Were the Macleans always loyal to the Scottish monarch?
The Macleans are a Scottish clan. They emerged from what we now know as Scotland, and the seat of the clan chief is on the Scottish island of Mull. In the 13th century, the Maclean chief fought victoriously with the Scottish king against Norse rule of the Isles. A generation later the Macleans fought with the Scottish king for Scottish independence against the English. The Macleans were among the Jacobites in the 17th and 18th centuries fighting to keep the Scottish line of monarchs, the Stewarts, in control of Scotland.
But the Macleans also fought against the Scottish king again and again. And the Scottish king, long before the English government, was also trying, and often failing, to control them. The king was both their friend and their enemy. The Macleans emerged in the twelfth century at a time in which Scotland’s borders were not absolutely defined. The crown had more control over some places than others. Throughout this time, though the Macleans gave allegiance to the Scottish throne, they acted as Macleans first and Scots second. They might fight to the benefit of the Scottish kingdom but if the king threatened their autonomy they would fight against him as well.
The King, the Lord and the Chief
Throughout medieval Europe, a feudal system was in place. This meant that ordinary people did not look first to the king for their laws. There was a hierarchy of rulers in between. This was not just like a system of managers, where the company manager is over the store manager and the shift manager is below them. These rulers weren’t hired or fired by the king (if imprisonment or death doesn’t count as being ‘fired’), and often these rulers had disagreements with the king or simply had little communication with him, or even saw him as irrelevant to their own decisions. Although as time went on Scottish monarchs gained more power, this often led to increased conflict with rulers under them. All in all, things didn’t always go the king’s way.
In the Western Isles, clan chiefs held great power. The Maclean chief himself was a feudal ruler and above him was the Lord of the Isles. This was the MacDonald chief. In the fifteenth century the Macleans, alongside other Highland clans, fought against the Scottish king to try and win land for the MacDonalds. In ballads, the Battle of Harlaw was reported to have caused 900 casualties among the Highlanders and 600 among the lowlanders.

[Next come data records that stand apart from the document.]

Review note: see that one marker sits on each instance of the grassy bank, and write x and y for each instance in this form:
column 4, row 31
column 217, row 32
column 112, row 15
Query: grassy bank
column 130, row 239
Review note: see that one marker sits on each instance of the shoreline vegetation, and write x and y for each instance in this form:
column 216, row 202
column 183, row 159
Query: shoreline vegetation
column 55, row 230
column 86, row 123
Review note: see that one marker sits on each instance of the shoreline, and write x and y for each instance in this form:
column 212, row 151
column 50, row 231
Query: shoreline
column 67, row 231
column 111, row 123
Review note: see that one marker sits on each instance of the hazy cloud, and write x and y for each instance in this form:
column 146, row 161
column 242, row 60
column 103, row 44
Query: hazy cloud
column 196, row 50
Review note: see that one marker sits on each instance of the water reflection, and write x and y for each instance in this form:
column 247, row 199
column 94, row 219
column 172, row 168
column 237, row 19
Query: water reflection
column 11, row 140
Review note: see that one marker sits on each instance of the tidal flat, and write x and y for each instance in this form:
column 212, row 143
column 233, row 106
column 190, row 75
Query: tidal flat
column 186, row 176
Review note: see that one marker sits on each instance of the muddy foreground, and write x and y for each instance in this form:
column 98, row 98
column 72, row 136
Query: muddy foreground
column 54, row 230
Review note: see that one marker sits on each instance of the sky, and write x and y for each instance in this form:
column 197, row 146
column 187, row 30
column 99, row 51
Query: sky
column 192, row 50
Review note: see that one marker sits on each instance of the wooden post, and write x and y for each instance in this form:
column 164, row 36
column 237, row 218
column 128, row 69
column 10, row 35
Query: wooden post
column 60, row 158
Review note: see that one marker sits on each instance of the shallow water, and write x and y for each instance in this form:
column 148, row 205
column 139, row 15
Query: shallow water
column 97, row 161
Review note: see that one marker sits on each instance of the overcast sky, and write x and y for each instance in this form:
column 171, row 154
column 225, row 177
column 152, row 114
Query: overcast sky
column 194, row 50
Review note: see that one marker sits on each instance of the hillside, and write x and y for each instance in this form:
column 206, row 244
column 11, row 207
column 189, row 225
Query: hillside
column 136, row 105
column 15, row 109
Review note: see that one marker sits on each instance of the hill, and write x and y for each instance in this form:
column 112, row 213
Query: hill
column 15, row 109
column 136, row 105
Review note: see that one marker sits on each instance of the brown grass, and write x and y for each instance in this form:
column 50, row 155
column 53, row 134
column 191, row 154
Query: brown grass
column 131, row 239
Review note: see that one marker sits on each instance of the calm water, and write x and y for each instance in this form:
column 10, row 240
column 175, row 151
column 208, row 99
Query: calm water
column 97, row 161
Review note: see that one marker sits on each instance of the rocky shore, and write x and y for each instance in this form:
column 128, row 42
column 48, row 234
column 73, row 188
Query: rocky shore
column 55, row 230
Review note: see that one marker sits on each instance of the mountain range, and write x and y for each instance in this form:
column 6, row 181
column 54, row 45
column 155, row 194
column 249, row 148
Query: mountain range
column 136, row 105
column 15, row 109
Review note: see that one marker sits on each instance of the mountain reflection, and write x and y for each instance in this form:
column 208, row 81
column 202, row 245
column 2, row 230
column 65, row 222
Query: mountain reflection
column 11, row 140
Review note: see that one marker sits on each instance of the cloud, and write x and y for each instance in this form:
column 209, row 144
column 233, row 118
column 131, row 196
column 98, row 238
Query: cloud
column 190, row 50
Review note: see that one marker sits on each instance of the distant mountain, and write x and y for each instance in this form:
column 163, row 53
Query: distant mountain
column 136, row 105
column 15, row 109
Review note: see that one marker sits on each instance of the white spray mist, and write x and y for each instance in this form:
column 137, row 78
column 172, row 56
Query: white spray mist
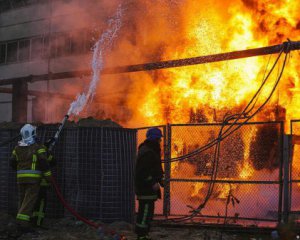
column 102, row 46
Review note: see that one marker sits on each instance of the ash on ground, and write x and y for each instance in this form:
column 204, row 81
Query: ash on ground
column 70, row 229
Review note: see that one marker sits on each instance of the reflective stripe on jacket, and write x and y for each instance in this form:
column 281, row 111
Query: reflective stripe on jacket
column 31, row 163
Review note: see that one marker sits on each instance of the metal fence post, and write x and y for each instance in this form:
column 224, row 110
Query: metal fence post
column 167, row 157
column 286, row 175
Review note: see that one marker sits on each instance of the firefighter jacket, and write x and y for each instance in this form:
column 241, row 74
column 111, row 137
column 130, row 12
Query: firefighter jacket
column 31, row 163
column 148, row 171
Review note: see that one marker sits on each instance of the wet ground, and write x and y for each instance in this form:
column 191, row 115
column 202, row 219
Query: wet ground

This was not just stretching out the boundaries of their loyalty to the king, their loyalties were somewhere else first. By the end of the fifteenth century, the king imprisoned the Lord of the Isles. But even after this (and after being bribed by the king), the Macleans fought against the king’s men to uphold the Lordship of the Isles, joining with rebels supporting the heir to the lordship. Ultimately they failed in their attempts, but they did not give in easily to the idea that the king was in charge.
Once the Lord of the Isles had gone, the Macleans did not immediately become loyal citizens either. The monarch’s failed attempts to control fighting between clans show that, even in the 16th and 17th centuries, they still didn’t have complete authority over them.
Fines and lawsuits had little effect. At one point Mary Queen of Scots prevented chief Hector Mor’s son John from leaving Edinburgh – as an extra assurance of his pledge to keep the peace! The Maclean chiefs willingly gave their allegiance to Scotland in the face of other threats and when it benefited and did not intervene with their own leadership. For a long time, the Macleans acted as Scots second and Macleans first.